さらに肥満モデル動物の腹腔内にOSMを投与したところ、脂肪組織及び肝臓組織の重量及び体重には変化はなかったものの、モデル動物の高血糖及びインスリン抵抗性は顕著に改善した(図3,4参照)。
以上の点から、OSMはインスリン抵抗性を改善する効果を有し、インスリン抵抗性に起因する疾患の治療又は予防のための医薬となりうることが示唆された。
【0014】
本発明の第1の態様は、オンコスタチンM受容体に対するアゴニストを含んでなるインスリン抵抗性改善薬、又は、脂肪組織の炎症抑制薬である。

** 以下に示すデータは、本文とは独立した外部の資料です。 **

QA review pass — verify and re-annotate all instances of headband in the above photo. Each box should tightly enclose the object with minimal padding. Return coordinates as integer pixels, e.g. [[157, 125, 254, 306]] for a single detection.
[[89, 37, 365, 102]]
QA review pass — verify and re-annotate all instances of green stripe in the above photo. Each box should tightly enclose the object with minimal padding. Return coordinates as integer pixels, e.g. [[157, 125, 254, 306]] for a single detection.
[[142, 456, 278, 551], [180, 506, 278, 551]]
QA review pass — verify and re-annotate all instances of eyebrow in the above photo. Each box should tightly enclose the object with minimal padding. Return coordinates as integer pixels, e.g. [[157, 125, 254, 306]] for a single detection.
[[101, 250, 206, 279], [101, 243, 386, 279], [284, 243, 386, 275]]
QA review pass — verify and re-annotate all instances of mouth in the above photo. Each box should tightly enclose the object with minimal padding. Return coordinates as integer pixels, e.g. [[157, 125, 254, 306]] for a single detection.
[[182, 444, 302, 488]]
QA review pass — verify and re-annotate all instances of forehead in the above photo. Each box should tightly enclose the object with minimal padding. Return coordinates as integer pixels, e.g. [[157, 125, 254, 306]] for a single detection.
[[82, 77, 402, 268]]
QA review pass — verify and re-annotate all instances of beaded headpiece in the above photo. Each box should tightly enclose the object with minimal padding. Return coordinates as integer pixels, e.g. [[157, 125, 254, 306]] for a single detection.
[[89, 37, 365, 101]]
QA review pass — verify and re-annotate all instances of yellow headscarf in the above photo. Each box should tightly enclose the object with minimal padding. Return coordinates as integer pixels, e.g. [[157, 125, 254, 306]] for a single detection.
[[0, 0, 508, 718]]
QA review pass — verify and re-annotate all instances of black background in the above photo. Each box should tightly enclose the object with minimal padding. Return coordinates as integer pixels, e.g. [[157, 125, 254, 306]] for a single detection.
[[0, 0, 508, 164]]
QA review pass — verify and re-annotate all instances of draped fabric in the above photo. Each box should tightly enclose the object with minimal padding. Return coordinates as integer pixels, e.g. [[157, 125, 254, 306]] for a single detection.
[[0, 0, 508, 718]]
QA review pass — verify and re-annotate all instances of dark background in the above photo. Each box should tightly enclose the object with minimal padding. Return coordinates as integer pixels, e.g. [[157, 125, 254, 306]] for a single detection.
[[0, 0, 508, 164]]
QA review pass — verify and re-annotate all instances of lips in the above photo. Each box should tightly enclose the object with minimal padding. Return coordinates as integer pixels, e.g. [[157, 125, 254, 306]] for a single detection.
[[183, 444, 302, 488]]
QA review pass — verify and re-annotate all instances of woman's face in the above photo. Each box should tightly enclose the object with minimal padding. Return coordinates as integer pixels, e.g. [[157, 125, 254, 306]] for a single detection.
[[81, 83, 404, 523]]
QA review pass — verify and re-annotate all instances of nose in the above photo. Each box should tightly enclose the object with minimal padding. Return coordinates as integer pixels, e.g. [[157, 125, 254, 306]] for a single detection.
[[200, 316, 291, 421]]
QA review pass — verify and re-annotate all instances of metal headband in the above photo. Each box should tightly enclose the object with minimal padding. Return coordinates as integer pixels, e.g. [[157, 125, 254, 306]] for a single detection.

ここで、本発明のOSMは、いかなる動物由来のものであってもよく、例えば、ほ乳類由来のものをさし、好ましくは、ヒト、ラット、マウス、ウシ、ウマ、ヒツジ、ニワトリ、イヌ、ネコなど由来をさし、更に好ましくは、配列番号3、4、5、6、7でそれぞれ表されるアミノ酸配列からなるヒト、マウス、ラット、ウシ、イヌ由来をさし、最も好ましくは、配列番号3で表されるアミノ酸配列からなるヒトOSMをさす。
【0015】
また、本発明におけるOSMポリペプチドは、配列番号3から7のいずれかで表されるアミノ酸配列と同一又は実質的に同一のアミノ酸配列を含むポリペプチドである。ここで、「実質的に同一のアミノ酸配列を含むポリペプチド」とは、配列番号3から7のいずれかで表わされるアミノ酸配列と約60%以上、好ましくは約70%以上、より好ましくは約80%,81%,82%,83%,84%,85%,86%,87%,88%,89%,90%,91%,92%,93%,94%,95%,96%,97%,98%,最も好ましくは約99%のアミノ酸同一性を有するアミノ酸配列を含み、かつOSM受容体に対する結合及び/又は活性作用を指標とすることを特徴とするポリペプチドである。
【0016】
あるいは、「配列番号3から7のいずれかで表されるアミノ酸配列において、1若しくは数個のアミノ酸の置換、欠失若しくは挿入をもつアミノ酸配列からなり、かつ、オンコスタチンM受容体への活性作用を有するポリペプチド」とは、配列番号3から7のいずれかで表されるアミノ酸配列において、1〜30個程度、好ましくは1〜10個程度、更に好ましくは1〜5個程度のアミノ酸の置換、欠失若しくは挿入をもつアミノ酸配列からなり、かつ、オンコスタチンM受容体への活性作用を有するポリペプチドである。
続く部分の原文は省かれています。